In the pause which followed a low breath of reverent surprise ran through the crowd that stood about the speaker. They had lived day by day with Hamilton Burton until his death, and none of them had, in the shoulder-touch of life, ever suspected those deeper things of which now for the first time they heard. They were hearing it all from lips which were to them as the lips of a prophet. But the preacher was not through.
"And there was Paul. You all knew him and loved him. A nature was given him at birth almost too delicate for a world of hard affairs, but fragrant with a tenderness of love for his fellow-men. He was attuned to harmony and his heart was that of a troubadour.

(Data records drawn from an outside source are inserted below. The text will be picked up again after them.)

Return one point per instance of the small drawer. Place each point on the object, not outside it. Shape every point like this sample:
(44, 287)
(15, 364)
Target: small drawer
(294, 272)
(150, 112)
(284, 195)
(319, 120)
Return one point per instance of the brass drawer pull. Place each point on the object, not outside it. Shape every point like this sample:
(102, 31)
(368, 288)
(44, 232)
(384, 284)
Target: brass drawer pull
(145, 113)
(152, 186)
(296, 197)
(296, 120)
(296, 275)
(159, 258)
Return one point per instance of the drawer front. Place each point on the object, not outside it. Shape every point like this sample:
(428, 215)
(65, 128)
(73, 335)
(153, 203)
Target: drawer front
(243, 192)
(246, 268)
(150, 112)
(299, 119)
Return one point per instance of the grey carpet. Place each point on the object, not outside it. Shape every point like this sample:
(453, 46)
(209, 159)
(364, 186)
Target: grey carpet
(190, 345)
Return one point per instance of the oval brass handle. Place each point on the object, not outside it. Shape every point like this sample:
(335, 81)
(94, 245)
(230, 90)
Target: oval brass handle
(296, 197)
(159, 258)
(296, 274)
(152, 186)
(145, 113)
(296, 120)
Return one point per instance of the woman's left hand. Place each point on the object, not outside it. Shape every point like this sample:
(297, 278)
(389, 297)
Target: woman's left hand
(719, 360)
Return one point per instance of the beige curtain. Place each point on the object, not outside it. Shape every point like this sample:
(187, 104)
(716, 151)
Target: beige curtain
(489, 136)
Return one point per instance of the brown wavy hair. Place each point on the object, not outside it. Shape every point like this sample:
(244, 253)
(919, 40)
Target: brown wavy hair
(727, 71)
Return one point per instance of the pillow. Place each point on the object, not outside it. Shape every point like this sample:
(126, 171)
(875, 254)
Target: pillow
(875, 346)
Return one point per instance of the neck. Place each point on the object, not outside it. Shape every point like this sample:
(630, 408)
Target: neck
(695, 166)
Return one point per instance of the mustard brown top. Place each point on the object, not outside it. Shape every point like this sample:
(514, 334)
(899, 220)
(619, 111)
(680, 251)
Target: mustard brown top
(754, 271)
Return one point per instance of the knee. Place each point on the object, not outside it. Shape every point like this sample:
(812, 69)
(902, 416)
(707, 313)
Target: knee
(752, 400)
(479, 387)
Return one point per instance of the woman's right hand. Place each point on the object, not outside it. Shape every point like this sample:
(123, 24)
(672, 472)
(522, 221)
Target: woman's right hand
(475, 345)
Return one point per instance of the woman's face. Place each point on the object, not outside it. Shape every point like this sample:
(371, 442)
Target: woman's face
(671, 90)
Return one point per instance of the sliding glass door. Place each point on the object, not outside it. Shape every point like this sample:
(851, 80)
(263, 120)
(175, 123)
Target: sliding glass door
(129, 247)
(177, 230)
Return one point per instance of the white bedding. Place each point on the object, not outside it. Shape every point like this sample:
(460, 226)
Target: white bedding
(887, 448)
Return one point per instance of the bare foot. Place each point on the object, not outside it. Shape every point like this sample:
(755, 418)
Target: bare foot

"Here in this little place of our worship, his fingers on the keys have often led us nearer to God's presence than could the poor and broken messages I tried to preach to you. For the other world was always close to Paul Burton and there was a magic in his minstrelsy, which was a gift from God. I sometimes wonder if in a less simple world he could have been so happy or if his life would have been so unmarred, away from the songs of birds and the lilt of mountain breezes. But among us he, too, lived and died—because Hamilton Burton turned his back on the lure of the mirage his dreaming eyes had seen. Even now when Paul has gone, those chimes, which you put there above our church in memory of him, seem to sing of the things for which he stood. When their notes peal out on the Sabbath and go softly across the valley, I like to imagine that, through the nobler music which immortal ears may hear, he still catches their echo.